Pricing wholesale electricity in Australia
The first look at the new settlement rule of Australia’s electricity market. Has it worked?
You might not realise this when you flick your switch at home, but Australian electricity generators are forever locked in a bidding war. They compete for the right to supply electricity on the spot market. The cheapest bids win and electricity from those generators is supplied, or ‘dispatched’, to the grid in five-minute intervals.
Until recently, the price paid for wholesale electricity (the settlement price) on the Australian National Electricity Market (NEM) was averaged over six five-minute intervals (30 minutes). When supply started to fluctuate more wildly with the advent of intermittent renewable energy, so did the bidding war. Some generators started gaming the system, pushing prices sky-high. Retailers complained.
To combat this, the NEM finally introduced a five-minute settlement in October 2021. It was expected wholesale electricity prices would settle down, coal to lose market share, and batteries to boom.
But what actually happened?
Analysis by UTS Finance Department researchers, PhD student Muthe Mathias Mwampashi, Associate Professor Christina Nikitopoulos and Dr Alan Rai from their paper ‘From 30- to 5-Minute Settlement Rule in the NEM: An Early Evaluation’ has been reported in both The Conversation and RenewEconomy.

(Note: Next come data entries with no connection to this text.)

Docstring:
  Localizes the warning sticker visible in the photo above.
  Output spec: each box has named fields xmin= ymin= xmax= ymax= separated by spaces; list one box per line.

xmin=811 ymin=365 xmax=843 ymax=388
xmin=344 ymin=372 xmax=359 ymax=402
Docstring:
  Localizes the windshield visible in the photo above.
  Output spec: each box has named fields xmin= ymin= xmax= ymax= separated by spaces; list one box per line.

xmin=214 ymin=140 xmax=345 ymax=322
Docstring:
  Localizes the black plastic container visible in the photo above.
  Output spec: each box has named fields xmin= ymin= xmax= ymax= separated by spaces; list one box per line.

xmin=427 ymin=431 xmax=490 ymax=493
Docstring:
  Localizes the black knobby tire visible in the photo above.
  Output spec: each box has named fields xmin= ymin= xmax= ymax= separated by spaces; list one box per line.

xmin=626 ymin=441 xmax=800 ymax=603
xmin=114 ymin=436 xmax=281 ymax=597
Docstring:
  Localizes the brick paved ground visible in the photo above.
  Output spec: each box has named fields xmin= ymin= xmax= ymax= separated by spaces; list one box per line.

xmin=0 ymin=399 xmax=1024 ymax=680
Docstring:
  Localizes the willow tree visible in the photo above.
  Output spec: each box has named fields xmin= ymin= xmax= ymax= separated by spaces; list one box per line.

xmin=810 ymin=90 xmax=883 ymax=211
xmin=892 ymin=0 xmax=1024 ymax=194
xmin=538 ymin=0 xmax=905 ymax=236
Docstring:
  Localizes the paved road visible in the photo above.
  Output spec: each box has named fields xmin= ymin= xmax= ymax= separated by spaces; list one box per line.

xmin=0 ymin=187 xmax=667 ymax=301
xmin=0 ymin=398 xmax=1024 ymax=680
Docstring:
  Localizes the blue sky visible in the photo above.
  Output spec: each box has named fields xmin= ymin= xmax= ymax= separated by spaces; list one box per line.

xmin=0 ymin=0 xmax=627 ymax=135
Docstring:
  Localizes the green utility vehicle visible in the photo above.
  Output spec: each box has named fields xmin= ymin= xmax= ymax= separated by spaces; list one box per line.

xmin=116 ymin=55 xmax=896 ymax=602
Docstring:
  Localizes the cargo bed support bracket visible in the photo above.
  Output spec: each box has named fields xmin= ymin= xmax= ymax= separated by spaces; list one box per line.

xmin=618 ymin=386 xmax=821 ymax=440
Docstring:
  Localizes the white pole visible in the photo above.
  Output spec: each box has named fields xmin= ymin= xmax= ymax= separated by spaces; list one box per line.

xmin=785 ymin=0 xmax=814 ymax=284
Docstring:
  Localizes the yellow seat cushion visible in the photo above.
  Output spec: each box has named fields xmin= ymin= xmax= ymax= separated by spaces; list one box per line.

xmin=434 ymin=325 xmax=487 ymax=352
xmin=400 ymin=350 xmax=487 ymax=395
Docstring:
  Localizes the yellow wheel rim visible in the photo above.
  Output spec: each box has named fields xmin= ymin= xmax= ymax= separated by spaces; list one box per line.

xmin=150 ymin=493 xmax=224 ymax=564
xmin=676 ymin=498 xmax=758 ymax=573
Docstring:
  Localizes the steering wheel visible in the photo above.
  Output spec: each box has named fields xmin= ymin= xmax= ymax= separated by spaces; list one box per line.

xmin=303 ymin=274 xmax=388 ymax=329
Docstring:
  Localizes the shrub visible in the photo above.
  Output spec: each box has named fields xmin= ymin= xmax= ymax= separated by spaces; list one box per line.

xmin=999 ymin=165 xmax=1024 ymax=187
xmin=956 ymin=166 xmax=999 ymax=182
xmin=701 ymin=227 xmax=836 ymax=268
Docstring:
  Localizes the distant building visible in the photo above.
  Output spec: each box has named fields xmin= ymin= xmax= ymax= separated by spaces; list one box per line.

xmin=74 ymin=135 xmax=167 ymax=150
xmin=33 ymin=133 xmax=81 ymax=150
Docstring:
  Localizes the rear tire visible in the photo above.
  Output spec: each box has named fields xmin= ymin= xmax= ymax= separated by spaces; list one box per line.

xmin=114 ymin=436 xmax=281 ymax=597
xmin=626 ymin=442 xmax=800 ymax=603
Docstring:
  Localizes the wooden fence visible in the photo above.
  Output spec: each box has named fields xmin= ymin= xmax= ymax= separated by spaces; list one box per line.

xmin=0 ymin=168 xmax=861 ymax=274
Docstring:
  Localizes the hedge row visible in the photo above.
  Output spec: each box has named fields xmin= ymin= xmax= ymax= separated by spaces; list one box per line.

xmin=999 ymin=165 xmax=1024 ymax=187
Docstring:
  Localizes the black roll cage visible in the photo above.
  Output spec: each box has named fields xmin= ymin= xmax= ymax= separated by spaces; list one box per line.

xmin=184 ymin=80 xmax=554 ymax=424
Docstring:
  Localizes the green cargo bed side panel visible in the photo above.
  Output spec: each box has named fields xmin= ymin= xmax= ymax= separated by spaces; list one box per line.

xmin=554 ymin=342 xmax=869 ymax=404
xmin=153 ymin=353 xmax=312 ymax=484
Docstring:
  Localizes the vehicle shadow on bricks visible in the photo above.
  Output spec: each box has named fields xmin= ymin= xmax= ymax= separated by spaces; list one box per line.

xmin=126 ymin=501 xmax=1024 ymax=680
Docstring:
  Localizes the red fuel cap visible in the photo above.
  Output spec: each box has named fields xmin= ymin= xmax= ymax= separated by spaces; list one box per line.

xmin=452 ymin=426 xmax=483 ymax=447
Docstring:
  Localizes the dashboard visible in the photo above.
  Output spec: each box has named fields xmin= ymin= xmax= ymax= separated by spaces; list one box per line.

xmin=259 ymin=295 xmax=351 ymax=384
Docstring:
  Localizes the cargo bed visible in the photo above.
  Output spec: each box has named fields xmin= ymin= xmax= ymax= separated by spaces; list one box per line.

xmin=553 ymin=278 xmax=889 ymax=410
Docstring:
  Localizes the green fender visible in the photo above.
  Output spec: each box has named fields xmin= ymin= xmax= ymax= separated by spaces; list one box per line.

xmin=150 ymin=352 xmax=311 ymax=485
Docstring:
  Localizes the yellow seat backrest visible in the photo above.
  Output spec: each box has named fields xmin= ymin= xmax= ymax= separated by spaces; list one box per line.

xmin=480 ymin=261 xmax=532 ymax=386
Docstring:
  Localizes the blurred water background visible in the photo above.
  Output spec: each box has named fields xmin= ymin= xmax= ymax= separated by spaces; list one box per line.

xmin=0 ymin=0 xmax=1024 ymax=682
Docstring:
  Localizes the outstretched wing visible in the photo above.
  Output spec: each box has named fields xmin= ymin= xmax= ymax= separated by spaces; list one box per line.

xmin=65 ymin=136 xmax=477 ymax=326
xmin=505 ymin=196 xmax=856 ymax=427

Their analysis reveals the average spot price went up, not down, in Tasmania, Queensland, and New South Wales. Black coal-fired generators made more money on the spot market, not less. Flexible generators, especially batteries, did well too (In the other NEM states, South Australia and Victoria, there was no significant change).
Further changes are needed to achieve the desired effects. These include increasing competition in the market (reducing the power of the three biggest electricity generators), building the infrastructure needed to support a green grid, and investing in more flexible and fuel-efficient technologies.